A common complaint of people with fibromyalgia and chronic fatigue syndrome is that cold weather makes their pain worse. The cold seems to enter the bones and make everything tense and hurt. Medical science has found a possible reason for this: an abnormally high number of sensory nerves in the circulatory system.
In fibromyalgia, cold can make the skin ache, and when it cools it can be extremely difficult to warm up again. Even so, research is divided on the exact nature of the impact of the cold.
Extra nerves
In 2013, a study published in the journal Pain Medicine stated that researchers found additional sensory nerves that run into structures in the circulatory system called arterial venule shunts (AVS). AVS act as valves, allowing and restricting blood flow, which is what transports heat through the body.

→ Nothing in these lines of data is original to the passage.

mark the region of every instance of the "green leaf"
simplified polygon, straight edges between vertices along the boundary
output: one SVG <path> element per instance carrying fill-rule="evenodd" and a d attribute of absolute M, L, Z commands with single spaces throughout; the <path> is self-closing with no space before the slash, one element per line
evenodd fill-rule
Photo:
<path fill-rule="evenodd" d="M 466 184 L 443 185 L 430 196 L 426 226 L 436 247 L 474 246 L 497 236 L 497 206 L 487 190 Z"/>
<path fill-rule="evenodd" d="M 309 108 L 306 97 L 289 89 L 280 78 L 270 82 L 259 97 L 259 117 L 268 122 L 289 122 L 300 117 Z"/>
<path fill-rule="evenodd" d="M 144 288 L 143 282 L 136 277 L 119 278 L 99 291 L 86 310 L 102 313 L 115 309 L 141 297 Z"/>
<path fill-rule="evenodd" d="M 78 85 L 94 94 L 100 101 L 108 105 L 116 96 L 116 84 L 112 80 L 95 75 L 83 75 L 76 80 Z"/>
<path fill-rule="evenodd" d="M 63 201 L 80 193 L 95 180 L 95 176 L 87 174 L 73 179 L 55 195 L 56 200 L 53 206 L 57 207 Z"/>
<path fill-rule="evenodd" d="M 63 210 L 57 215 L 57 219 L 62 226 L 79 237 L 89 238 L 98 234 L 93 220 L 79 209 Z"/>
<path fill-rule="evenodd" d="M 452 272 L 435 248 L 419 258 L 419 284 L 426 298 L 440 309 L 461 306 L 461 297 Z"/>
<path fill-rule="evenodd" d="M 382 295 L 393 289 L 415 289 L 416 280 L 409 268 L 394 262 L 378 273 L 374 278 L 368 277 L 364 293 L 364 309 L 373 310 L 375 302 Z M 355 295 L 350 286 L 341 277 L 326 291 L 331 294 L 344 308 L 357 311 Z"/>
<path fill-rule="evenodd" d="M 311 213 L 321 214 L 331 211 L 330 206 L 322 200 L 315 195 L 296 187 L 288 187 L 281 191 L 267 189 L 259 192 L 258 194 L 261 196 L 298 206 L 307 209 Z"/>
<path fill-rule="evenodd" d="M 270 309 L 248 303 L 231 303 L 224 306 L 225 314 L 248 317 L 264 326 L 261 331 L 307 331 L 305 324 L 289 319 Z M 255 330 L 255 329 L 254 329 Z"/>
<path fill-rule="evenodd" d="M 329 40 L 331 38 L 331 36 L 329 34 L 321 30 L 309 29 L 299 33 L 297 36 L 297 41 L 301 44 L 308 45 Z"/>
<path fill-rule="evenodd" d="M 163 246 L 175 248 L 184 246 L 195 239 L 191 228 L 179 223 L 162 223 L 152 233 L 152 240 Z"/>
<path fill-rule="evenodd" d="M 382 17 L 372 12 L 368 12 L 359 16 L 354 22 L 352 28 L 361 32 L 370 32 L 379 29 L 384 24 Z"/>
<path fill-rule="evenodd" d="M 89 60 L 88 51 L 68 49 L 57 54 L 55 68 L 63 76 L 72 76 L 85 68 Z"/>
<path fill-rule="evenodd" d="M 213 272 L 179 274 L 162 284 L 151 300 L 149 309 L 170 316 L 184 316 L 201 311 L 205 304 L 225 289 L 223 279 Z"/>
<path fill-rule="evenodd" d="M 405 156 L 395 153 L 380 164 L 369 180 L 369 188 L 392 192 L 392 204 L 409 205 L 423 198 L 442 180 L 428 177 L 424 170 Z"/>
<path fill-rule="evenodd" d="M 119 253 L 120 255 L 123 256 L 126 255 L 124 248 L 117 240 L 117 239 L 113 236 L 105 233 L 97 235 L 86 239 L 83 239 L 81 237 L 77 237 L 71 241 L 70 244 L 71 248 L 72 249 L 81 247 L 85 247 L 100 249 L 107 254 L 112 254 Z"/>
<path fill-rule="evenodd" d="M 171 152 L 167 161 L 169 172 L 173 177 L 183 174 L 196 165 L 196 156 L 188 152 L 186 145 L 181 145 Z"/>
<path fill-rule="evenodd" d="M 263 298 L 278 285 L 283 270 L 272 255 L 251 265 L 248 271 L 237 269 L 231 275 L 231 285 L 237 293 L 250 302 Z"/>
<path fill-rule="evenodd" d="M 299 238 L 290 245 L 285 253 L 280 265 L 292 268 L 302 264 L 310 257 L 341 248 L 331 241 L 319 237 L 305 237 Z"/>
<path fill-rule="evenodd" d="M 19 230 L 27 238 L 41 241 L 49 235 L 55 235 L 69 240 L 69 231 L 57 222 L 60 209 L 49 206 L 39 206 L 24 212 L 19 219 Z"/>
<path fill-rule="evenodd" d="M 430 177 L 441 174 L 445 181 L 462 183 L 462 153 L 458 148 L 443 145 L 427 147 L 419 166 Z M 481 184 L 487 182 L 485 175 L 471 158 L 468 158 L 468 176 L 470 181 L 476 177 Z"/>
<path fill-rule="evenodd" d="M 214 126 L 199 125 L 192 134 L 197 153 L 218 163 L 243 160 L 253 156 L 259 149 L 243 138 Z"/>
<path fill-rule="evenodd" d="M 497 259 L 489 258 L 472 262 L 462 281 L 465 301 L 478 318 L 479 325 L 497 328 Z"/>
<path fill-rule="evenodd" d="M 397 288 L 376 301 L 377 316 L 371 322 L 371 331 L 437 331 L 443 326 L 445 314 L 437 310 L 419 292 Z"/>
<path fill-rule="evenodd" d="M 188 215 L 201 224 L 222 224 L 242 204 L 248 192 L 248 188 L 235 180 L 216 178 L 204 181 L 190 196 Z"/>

The theory is that additional nerves mean that AVS get exaggerated information about entry, such as pain and temperature, and that makes them respond inappropriately. This could explain the tendency of people with fibromyalgia hands and feet to cool and have trouble warming. We will need more research to know for sure what is happening and what treatments can help counteract it. Additional nerves, abnormal heat response
Conflicting results
It is well established that temperature affects people with fibromyalgia more than other people; It is even used in research because it causes pain reliably in fibromyalgia more easily than in healthy people. Specifically, it is a good indicator of low pain thresholds (the point at which the sensation becomes painful) that are a hallmark of this condition.
A 2015 Belgian study confirmed that fibromyalgia bodies adapt differently to low temperatures. 1 In fact, it was so difficult for participants with fibromyalgia to tolerate the cold that actually hindered the research.